You know from transfer function analysis that a filter's frequency response describes how it scales and phase-shifts sinusoids at each frequency. First-order RC and RL filters make this concrete with the simplest possible case: one reactive element, one resistor, and a transfer function with a single pole. Understanding these filters deeply gives you the foundation to analyze any filter as a combination of simpler building blocks.
The corner frequency (or cutoff frequency) ω_c = 1/τ — where τ = RC for RC circuits and τ = L/R for RL circuits — is the pivot point of the filter's behavior. At frequencies well below ω_c, the filter passes signals nearly unchanged (gain ≈ 1, phase ≈ 0°). At frequencies well above ω_c, the filter substantially attenuates the signal. For a low-pass RC filter (output taken across the capacitor), the Bode magnitude plot is flat at 0 dB below the corner, then falls at −20 dB per decade above it — meaning every tenfold increase in frequency beyond the corner halves the output amplitude in a logarithmic sense. The −20 dB/decade rolloff is the signature of a single pole, and it's why first-order filters are sometimes called "single-pole" filters.

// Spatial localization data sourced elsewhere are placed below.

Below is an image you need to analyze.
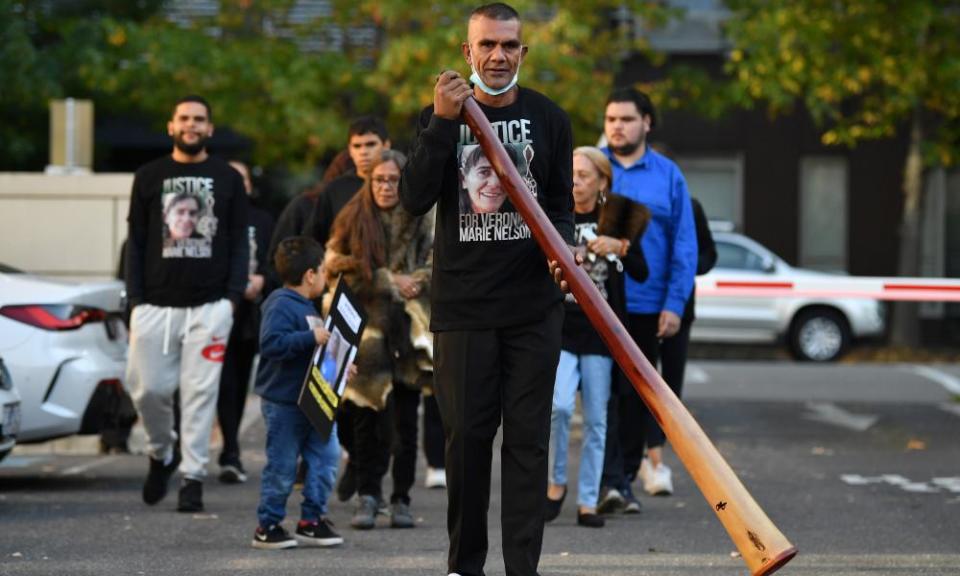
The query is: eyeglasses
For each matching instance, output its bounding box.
[372,176,400,187]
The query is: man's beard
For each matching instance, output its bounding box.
[173,133,208,156]
[610,138,641,157]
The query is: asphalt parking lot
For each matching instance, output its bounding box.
[2,360,958,576]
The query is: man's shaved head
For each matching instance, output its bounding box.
[470,2,520,25]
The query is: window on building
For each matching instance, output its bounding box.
[799,157,848,272]
[921,169,947,318]
[677,156,743,229]
[945,168,960,320]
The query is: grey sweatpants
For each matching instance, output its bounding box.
[126,299,234,480]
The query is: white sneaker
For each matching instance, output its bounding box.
[639,457,652,485]
[643,462,673,496]
[425,467,447,489]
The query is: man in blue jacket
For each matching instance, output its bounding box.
[601,87,697,507]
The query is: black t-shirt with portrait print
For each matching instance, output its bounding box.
[562,210,622,356]
[401,87,575,331]
[561,206,649,356]
[125,155,249,308]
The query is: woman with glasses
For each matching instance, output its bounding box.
[325,150,435,530]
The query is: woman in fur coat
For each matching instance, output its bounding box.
[544,146,649,528]
[325,150,435,530]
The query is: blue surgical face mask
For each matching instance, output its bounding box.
[469,51,522,96]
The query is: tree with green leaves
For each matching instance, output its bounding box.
[2,1,678,172]
[1,0,369,170]
[72,0,365,169]
[664,0,960,344]
[0,0,170,170]
[329,0,674,147]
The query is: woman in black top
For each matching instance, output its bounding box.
[545,147,648,527]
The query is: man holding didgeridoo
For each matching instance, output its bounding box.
[399,3,575,575]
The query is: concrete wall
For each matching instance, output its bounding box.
[0,173,133,281]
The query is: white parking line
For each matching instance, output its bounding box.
[0,455,49,469]
[939,403,960,419]
[685,364,710,385]
[903,365,960,395]
[60,456,118,477]
[842,474,960,494]
[803,402,879,432]
[932,478,960,493]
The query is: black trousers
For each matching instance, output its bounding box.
[616,313,661,480]
[337,399,355,458]
[433,303,563,576]
[390,384,421,504]
[216,329,257,466]
[645,319,692,448]
[600,375,625,490]
[349,385,422,503]
[423,393,445,469]
[350,400,392,500]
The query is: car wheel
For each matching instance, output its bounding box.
[789,309,850,362]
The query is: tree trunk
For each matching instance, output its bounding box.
[890,107,925,347]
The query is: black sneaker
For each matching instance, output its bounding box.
[295,517,343,547]
[177,478,204,513]
[350,495,378,530]
[219,461,248,484]
[252,524,298,550]
[597,486,626,515]
[336,464,356,502]
[389,501,415,529]
[621,484,642,514]
[142,451,180,505]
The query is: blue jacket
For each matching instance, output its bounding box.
[604,147,697,316]
[254,287,320,405]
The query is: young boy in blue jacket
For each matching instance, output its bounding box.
[252,236,352,549]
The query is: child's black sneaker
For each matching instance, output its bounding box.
[252,524,298,550]
[295,517,343,547]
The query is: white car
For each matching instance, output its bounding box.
[691,231,885,361]
[0,264,127,443]
[0,357,21,462]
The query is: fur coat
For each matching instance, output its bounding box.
[323,205,435,411]
[598,192,650,244]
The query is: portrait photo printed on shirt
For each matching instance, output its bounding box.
[160,176,217,258]
[457,119,538,243]
[566,221,610,305]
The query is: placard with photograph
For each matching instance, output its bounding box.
[297,277,366,439]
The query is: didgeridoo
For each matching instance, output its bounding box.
[461,97,797,576]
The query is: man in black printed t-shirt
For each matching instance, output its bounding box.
[125,95,249,513]
[400,4,574,576]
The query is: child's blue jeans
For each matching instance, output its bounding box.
[256,399,340,527]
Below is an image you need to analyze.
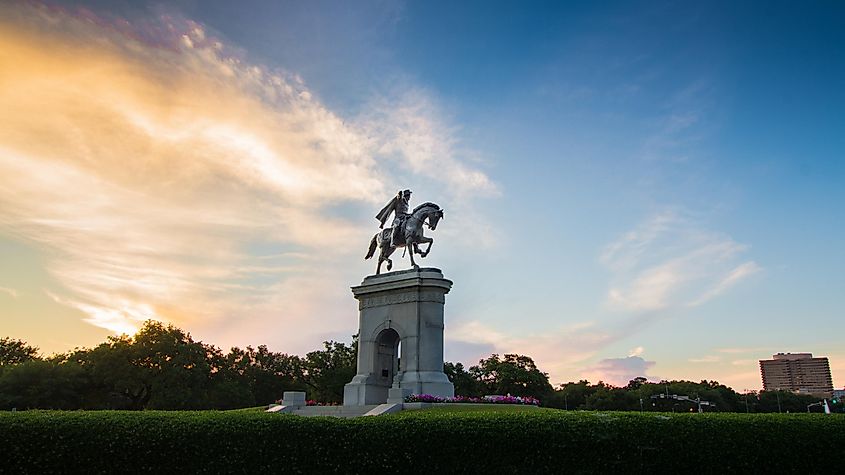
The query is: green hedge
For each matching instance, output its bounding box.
[1,409,842,473]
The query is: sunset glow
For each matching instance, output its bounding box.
[2,1,843,391]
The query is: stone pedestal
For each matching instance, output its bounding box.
[387,387,412,404]
[282,391,306,407]
[343,268,455,406]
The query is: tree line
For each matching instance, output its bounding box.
[0,321,354,410]
[448,358,841,413]
[1,321,840,412]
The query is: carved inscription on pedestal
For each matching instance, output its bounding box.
[358,290,445,309]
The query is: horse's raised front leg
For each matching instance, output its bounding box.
[417,236,433,258]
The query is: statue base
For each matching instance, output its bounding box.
[343,268,455,406]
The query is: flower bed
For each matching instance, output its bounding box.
[405,394,540,406]
[305,400,339,406]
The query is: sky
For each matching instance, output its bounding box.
[1,0,843,391]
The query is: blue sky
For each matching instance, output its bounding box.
[1,0,843,389]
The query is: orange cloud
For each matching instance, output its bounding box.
[0,3,493,349]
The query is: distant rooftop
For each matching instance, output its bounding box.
[772,353,814,360]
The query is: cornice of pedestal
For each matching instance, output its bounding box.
[351,267,452,297]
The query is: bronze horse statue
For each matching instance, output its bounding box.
[365,202,444,274]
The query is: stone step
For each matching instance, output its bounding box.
[291,405,380,418]
[362,403,402,416]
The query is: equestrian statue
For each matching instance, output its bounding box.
[365,189,444,274]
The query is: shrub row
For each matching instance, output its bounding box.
[1,409,842,473]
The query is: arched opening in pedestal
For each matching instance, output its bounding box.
[374,328,401,387]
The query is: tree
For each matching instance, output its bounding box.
[57,320,219,410]
[548,380,598,410]
[758,390,817,413]
[214,345,305,407]
[444,361,483,397]
[470,354,553,399]
[301,340,357,403]
[0,337,39,366]
[625,377,648,391]
[243,345,299,404]
[0,359,88,410]
[586,385,640,411]
[131,320,218,409]
[1,322,366,409]
[61,335,153,409]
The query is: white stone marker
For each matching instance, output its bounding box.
[343,267,455,405]
[282,391,306,407]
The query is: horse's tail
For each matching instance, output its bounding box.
[364,233,378,260]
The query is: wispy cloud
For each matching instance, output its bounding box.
[640,79,712,163]
[446,319,618,384]
[0,3,494,348]
[0,286,19,299]
[688,355,720,363]
[600,212,677,273]
[445,210,760,384]
[689,347,769,366]
[731,359,756,367]
[689,261,761,307]
[358,87,499,197]
[582,354,658,387]
[717,347,768,355]
[601,211,759,312]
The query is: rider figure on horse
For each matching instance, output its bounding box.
[366,190,443,274]
[375,189,412,248]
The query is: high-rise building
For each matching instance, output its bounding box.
[759,353,834,397]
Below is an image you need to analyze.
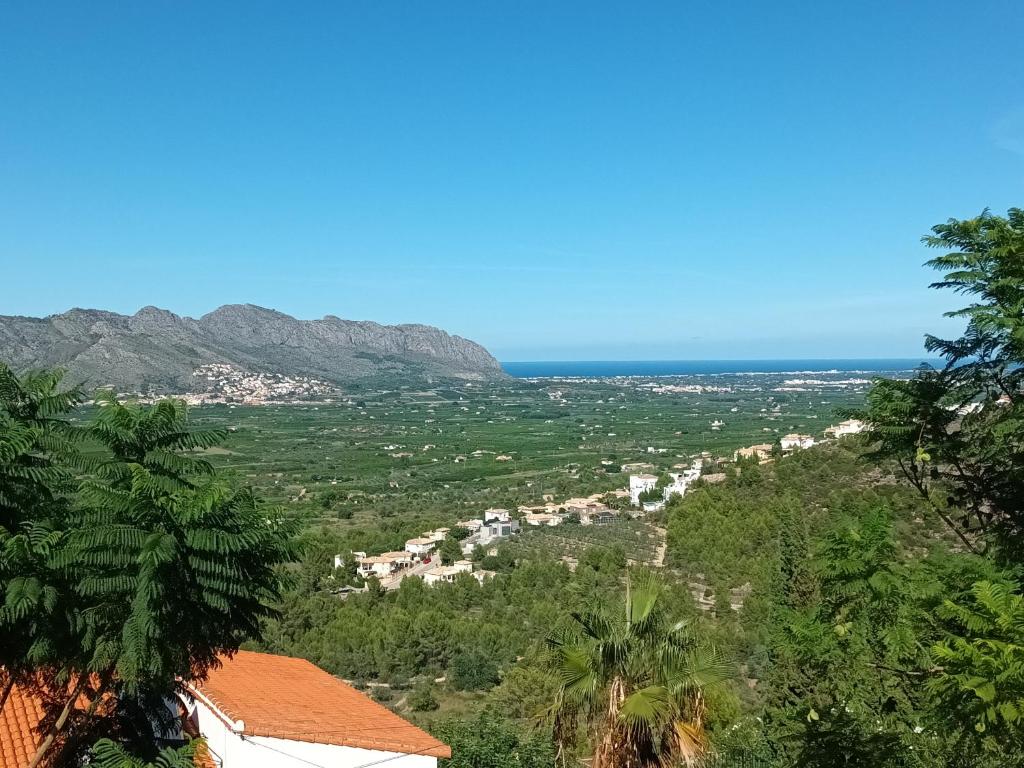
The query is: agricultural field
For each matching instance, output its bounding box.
[170,370,876,540]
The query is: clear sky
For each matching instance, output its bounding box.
[1,2,1022,361]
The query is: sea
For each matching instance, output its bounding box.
[500,359,941,378]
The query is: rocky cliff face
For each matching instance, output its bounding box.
[0,304,504,392]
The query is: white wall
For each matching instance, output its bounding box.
[190,697,438,768]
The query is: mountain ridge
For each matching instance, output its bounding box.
[0,304,504,392]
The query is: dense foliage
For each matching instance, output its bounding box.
[0,371,297,766]
[853,208,1024,559]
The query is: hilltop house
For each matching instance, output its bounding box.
[423,560,474,585]
[456,509,521,555]
[481,517,518,540]
[628,474,659,506]
[824,419,866,438]
[780,433,816,451]
[357,551,413,579]
[524,511,563,527]
[734,444,773,462]
[662,464,703,502]
[1,651,450,768]
[456,518,483,533]
[404,538,437,557]
[481,509,518,539]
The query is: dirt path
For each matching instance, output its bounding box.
[650,526,667,567]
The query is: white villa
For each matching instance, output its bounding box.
[357,551,412,579]
[524,511,563,527]
[824,419,867,438]
[780,433,816,451]
[734,443,774,461]
[628,474,659,506]
[404,538,437,557]
[423,560,475,585]
[662,463,702,502]
[481,510,518,540]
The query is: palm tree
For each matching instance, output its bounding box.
[547,572,728,768]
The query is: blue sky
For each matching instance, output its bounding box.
[1,1,1022,360]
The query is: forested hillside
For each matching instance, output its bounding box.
[262,208,1024,767]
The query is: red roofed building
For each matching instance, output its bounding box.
[181,650,450,767]
[0,682,47,768]
[1,651,450,768]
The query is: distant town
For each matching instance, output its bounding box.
[127,363,339,405]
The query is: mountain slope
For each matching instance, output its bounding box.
[0,304,504,392]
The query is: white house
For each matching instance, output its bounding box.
[629,474,659,506]
[180,650,450,767]
[824,419,866,438]
[780,433,816,451]
[481,517,519,541]
[662,464,702,502]
[404,538,437,557]
[524,511,563,527]
[423,527,449,542]
[357,551,412,579]
[734,444,773,461]
[483,508,511,523]
[423,560,474,586]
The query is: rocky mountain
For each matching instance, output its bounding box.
[0,304,505,393]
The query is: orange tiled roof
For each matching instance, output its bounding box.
[0,681,46,768]
[189,651,450,759]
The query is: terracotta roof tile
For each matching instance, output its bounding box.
[190,651,450,759]
[0,682,46,768]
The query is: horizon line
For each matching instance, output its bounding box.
[499,356,941,364]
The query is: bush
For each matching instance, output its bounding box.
[408,683,440,712]
[450,649,500,691]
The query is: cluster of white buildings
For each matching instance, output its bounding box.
[517,492,623,528]
[339,512,517,588]
[733,419,867,463]
[175,363,336,404]
[628,459,705,513]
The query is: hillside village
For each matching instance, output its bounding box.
[336,418,868,590]
[128,363,339,404]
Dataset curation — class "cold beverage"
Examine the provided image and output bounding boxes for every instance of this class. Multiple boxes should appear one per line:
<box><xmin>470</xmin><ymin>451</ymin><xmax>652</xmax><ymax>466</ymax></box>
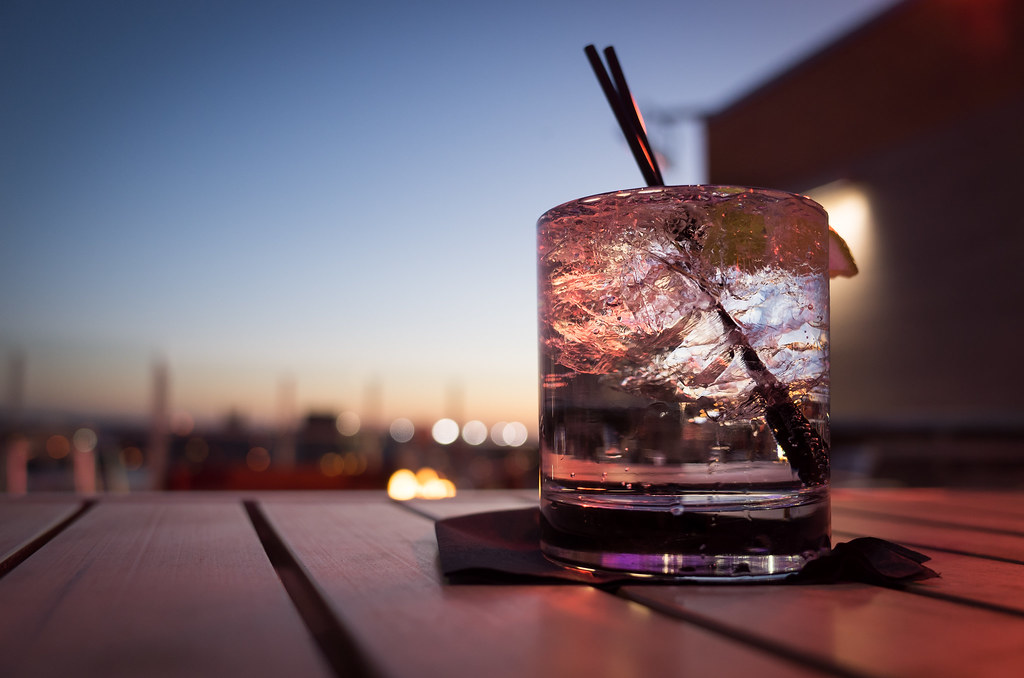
<box><xmin>538</xmin><ymin>186</ymin><xmax>831</xmax><ymax>579</ymax></box>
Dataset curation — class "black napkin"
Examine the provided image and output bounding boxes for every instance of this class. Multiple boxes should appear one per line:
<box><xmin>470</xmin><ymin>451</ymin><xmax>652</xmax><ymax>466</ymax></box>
<box><xmin>435</xmin><ymin>507</ymin><xmax>939</xmax><ymax>587</ymax></box>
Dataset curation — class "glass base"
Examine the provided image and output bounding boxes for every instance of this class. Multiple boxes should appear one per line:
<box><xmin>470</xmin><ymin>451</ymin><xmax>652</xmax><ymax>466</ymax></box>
<box><xmin>541</xmin><ymin>543</ymin><xmax>827</xmax><ymax>582</ymax></box>
<box><xmin>539</xmin><ymin>486</ymin><xmax>830</xmax><ymax>581</ymax></box>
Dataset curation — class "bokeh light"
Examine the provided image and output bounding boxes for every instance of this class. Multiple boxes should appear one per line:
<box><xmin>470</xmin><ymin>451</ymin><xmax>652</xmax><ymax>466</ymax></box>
<box><xmin>502</xmin><ymin>421</ymin><xmax>529</xmax><ymax>447</ymax></box>
<box><xmin>320</xmin><ymin>452</ymin><xmax>344</xmax><ymax>477</ymax></box>
<box><xmin>72</xmin><ymin>428</ymin><xmax>97</xmax><ymax>453</ymax></box>
<box><xmin>388</xmin><ymin>467</ymin><xmax>457</xmax><ymax>500</ymax></box>
<box><xmin>46</xmin><ymin>434</ymin><xmax>70</xmax><ymax>459</ymax></box>
<box><xmin>246</xmin><ymin>446</ymin><xmax>271</xmax><ymax>472</ymax></box>
<box><xmin>431</xmin><ymin>418</ymin><xmax>459</xmax><ymax>445</ymax></box>
<box><xmin>461</xmin><ymin>420</ymin><xmax>488</xmax><ymax>446</ymax></box>
<box><xmin>490</xmin><ymin>421</ymin><xmax>508</xmax><ymax>446</ymax></box>
<box><xmin>420</xmin><ymin>476</ymin><xmax>456</xmax><ymax>499</ymax></box>
<box><xmin>387</xmin><ymin>469</ymin><xmax>419</xmax><ymax>500</ymax></box>
<box><xmin>336</xmin><ymin>411</ymin><xmax>361</xmax><ymax>436</ymax></box>
<box><xmin>416</xmin><ymin>467</ymin><xmax>439</xmax><ymax>486</ymax></box>
<box><xmin>120</xmin><ymin>446</ymin><xmax>144</xmax><ymax>470</ymax></box>
<box><xmin>344</xmin><ymin>452</ymin><xmax>366</xmax><ymax>475</ymax></box>
<box><xmin>389</xmin><ymin>418</ymin><xmax>415</xmax><ymax>443</ymax></box>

A high-pass filter inverts the behavior: signals are attenuated at low frequencies and passed at high frequencies. In an RC high-pass (output taken across the resistor), the magnitude rises at +20 dB/decade below the corner and levels off above it. The physical intuition follows directly from impedance: a capacitor has impedance 1/(jωC), which is very large at low frequencies (blocking DC and slow signals) and small at high frequencies (passing fast signals). If you take the output across the capacitor, you get a low-pass response; across the resistor, a high-pass response. Swapping which element you measure determines the filter type.
Phase shift is the other half of the filter's character and should not be treated as an afterthought. At the corner frequency, both low-pass and high-pass first-order filters introduce exactly ±45° of phase shift. The low-pass filter produces −45° (output lags input by 45°) and approaches −90° as frequency increases far above the corner. This phase shift matters for control systems — it contributes to the total phase lag in a feedback loop that determines stability. The −3 dB point, where the gain drops to 1/√2 ≈ 0.707 of its passband value, coincides precisely with the corner frequency, directly linking the time-domain time constant τ to the frequency-domain bandwidth. Smaller τ means higher corner frequency and wider passband; larger τ means narrower bandwidth and slower transient response.